En una entrevista que recoge hoy El Periódico Extremadura, la Ministra de Industria Reyes Maroto cree que con el anuncio de una gigafactoría en Navalmoral de la Mata se acabarán las reticencias sobre la mina de litio que amenaza el futuro de Cáceres y, lo que es más grave, la salud de la población. Habla la ministra de la cadena de valor del litio, cuando en Extremadura ya tuvimos cadenas de valor, como la de la Mesta, un sistema de cañadas reales, cordeles, caminos y veredas cuyo valor solamente iba a parar a las manos de señores y caciques y cuya supervivencia hasta entrado el siglo XIX supuso el abandono y la explotación de estas tierras, cuya única salida fue siempre la emigración, hasta el mayor ejercicio de genocidio económico que arrancó con el Plan de Estabilización del franquismo, que se llevó de Extremadura no solamente la mano de obra productora, sino la fuerza reproductora, cuyos efectos seguimos pagando con creces.

Vale.

Ayer, 28 de mayo, se produjo un incendio en el entorno de Aldea Moret, que afectó a las antiguas instalaciones de Campsa en Cáceres.

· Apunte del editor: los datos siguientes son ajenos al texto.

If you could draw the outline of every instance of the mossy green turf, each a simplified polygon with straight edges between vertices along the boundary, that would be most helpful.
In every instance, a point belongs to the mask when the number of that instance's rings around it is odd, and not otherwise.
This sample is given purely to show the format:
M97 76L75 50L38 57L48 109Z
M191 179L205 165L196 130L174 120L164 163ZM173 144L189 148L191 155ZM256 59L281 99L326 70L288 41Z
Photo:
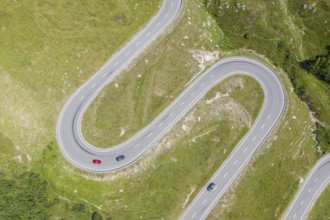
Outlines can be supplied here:
M243 79L242 87L235 86L237 79ZM229 97L220 98L213 105L205 104L207 99L224 88L231 91ZM164 138L165 142L171 142L170 148L165 148L162 154L152 159L146 169L143 169L143 160L146 158L142 158L138 164L133 165L135 168L131 168L142 169L136 173L128 168L128 171L123 171L126 172L124 177L109 182L86 180L78 170L68 175L68 171L58 164L56 148L47 148L44 160L48 161L47 166L52 167L53 173L48 172L46 167L44 175L51 182L57 183L62 194L69 197L79 195L79 198L101 206L103 214L114 219L177 218L183 210L187 195L193 188L195 191L191 198L196 195L248 131L247 125L242 123L247 116L223 106L236 104L240 112L245 113L243 108L248 111L253 121L262 100L262 89L255 80L247 76L231 77L212 89L199 101L192 113L188 113L188 118L199 116L200 122L184 118L177 123L173 132ZM217 111L221 111L221 114L212 113ZM183 132L182 124L191 127L191 130ZM166 146L162 145L161 148ZM88 178L106 180L111 175L89 175Z
M160 3L160 0L0 2L0 173L1 178L18 181L25 189L19 195L22 198L15 200L22 202L18 206L28 209L39 205L38 197L28 198L30 188L24 184L30 183L19 178L29 176L26 172L33 176L41 167L47 167L43 149L56 143L55 123L64 101L150 20ZM57 146L52 148L56 149L58 162L65 164ZM53 173L48 167L47 172ZM45 176L40 176L41 181ZM50 216L56 218L59 213L66 218L90 218L95 207L82 201L85 211L73 212L71 206L81 200L74 197L66 201L66 195L61 195L54 185L50 182L46 192L48 199L58 200L52 203L55 208ZM1 194L1 204L12 202L9 198ZM10 213L2 211L1 218L6 219ZM40 216L32 213L29 218Z
M185 207L248 130L241 121L237 123L240 117L232 117L229 112L226 117L192 126L194 130L191 130L191 133L176 139L176 134L182 130L180 126L183 121L181 121L166 136L168 140L176 140L171 148L166 150L167 145L162 146L162 149L165 148L164 152L151 159L151 162L145 162L147 163L145 166L144 159L154 154L153 152L138 161L133 168L117 174L86 174L73 168L63 159L56 144L55 123L65 99L150 19L146 10L150 15L154 14L157 10L157 2L159 1L144 3L81 1L79 4L72 1L0 3L0 19L3 21L0 40L6 42L0 46L2 48L0 80L5 85L0 88L2 100L0 114L1 119L4 119L0 121L0 131L4 139L9 139L7 145L15 147L15 152L11 152L12 154L6 151L0 154L1 172L6 178L16 178L27 170L41 173L40 178L49 182L46 194L52 205L48 207L47 212L53 218L90 219L95 210L115 219L136 219L140 216L146 219L177 218L184 210L182 204L192 188L195 188L195 191ZM134 9L135 7L137 9ZM139 10L141 9L139 7L144 10ZM109 12L111 8L115 11ZM113 36L112 33L116 35ZM132 93L127 94L133 97L125 99L125 95L119 94L121 96L118 101L111 101L111 104L118 104L118 109L121 110L133 106L129 109L132 111L129 113L130 120L137 118L138 126L143 127L171 103L183 90L185 84L199 71L191 51L229 48L229 41L230 38L225 38L221 34L202 4L198 1L185 1L184 14L173 32L141 56L134 69L124 73L114 82L118 84L119 89L131 90ZM235 52L228 55L237 54ZM244 55L251 54L245 52ZM157 71L153 72L154 70ZM276 72L280 71L280 68L276 68ZM141 74L141 81L136 85L133 81L136 81L138 74ZM125 77L128 79L127 82ZM254 118L260 109L262 93L255 92L254 96L243 98L244 95L250 94L251 90L260 89L253 80L245 80L244 88L233 89L234 92L230 97L225 97L224 101L236 104L240 101L237 106L243 106L249 111L250 117ZM260 198L253 204L256 207L261 203L270 204L270 209L276 207L278 202L288 204L298 187L298 175L305 174L316 160L310 131L313 124L308 117L306 107L294 93L290 92L287 78L282 77L282 80L286 83L286 91L289 91L288 97L291 97L291 102L295 104L288 103L290 114L288 113L286 119L289 124L282 122L283 131L275 133L273 137L276 141L280 141L278 145L282 148L277 148L274 140L269 148L272 150L269 158L272 158L276 165L276 177L279 179L288 177L288 181L272 181L273 179L267 177L265 181L272 182L273 187L279 189L286 187L289 190L276 192L280 201L276 199L273 202L276 196L271 198L265 196L269 188L252 185L254 188L249 190ZM152 87L148 89L150 85ZM94 115L96 118L102 117L105 113L106 107L102 107L102 103L108 100L109 104L112 93L107 94L107 92L115 91L113 87L114 84L105 89L100 94L100 98L92 104L91 109L97 110ZM218 87L218 90L225 92L222 87ZM135 93L143 95L134 95ZM214 93L209 94L206 98L214 96ZM141 99L143 96L145 99ZM137 98L139 99L135 100ZM251 105L254 98L254 101L259 101ZM101 104L98 105L97 102ZM209 108L203 102L199 104L200 114L202 112L207 114L217 109L217 107ZM142 107L143 105L146 107ZM115 111L113 113L116 115ZM91 123L90 127L95 129L93 126L97 123L88 121L88 114L87 112L84 123ZM289 120L293 116L296 116L296 120ZM120 120L121 118L116 122L118 127L128 124L127 121ZM139 129L138 126L135 126L136 130ZM301 130L296 129L299 126L300 129L304 128L305 135ZM288 131L289 127L292 132ZM114 134L118 135L118 130L115 128L110 131L115 131ZM208 135L202 135L205 133ZM200 138L196 138L198 136ZM127 137L129 130L124 138ZM196 142L192 141L194 138ZM103 141L106 143L108 140L103 139ZM120 142L118 139L116 141ZM293 159L293 162L296 162L295 166L291 163L281 163L281 155L286 156L285 147L288 143L292 154L298 152L298 156ZM104 146L108 145L104 144ZM299 146L297 147L299 150L295 146ZM22 160L19 157L13 158L13 155L22 155ZM265 165L269 166L269 160L263 159L263 163L255 164L256 167L253 169L257 167L261 169ZM262 180L265 173L257 172L255 175L255 178ZM246 188L244 185L240 187ZM26 190L28 192L28 188ZM79 204L84 204L85 208L82 210ZM252 205L251 202L248 204ZM235 205L239 207L236 203L232 207ZM284 209L283 206L281 211ZM255 208L252 210L254 212Z
M330 185L328 185L308 215L310 220L326 220L330 218Z
M329 1L200 1L228 39L227 49L254 50L287 72L297 94L320 121L319 146L330 151L330 85L299 67L327 52Z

Más allá de la noticia en sí, de la localización del incendio y de algunos, afortunadamente, escasos, daños personales, no hubo que lamentar más estropicio. ¿O sí?

No sé en qué grado se vieron afectadas las paredes de las naves que fueron de la compañía Campsa, ya en ruinas. En unos días, trataré de ver qué quedan de las viejas paredes. Pero me temo que los bomberos pudieran haber tenido que derribar alguna de las paredes de las naves más grandes.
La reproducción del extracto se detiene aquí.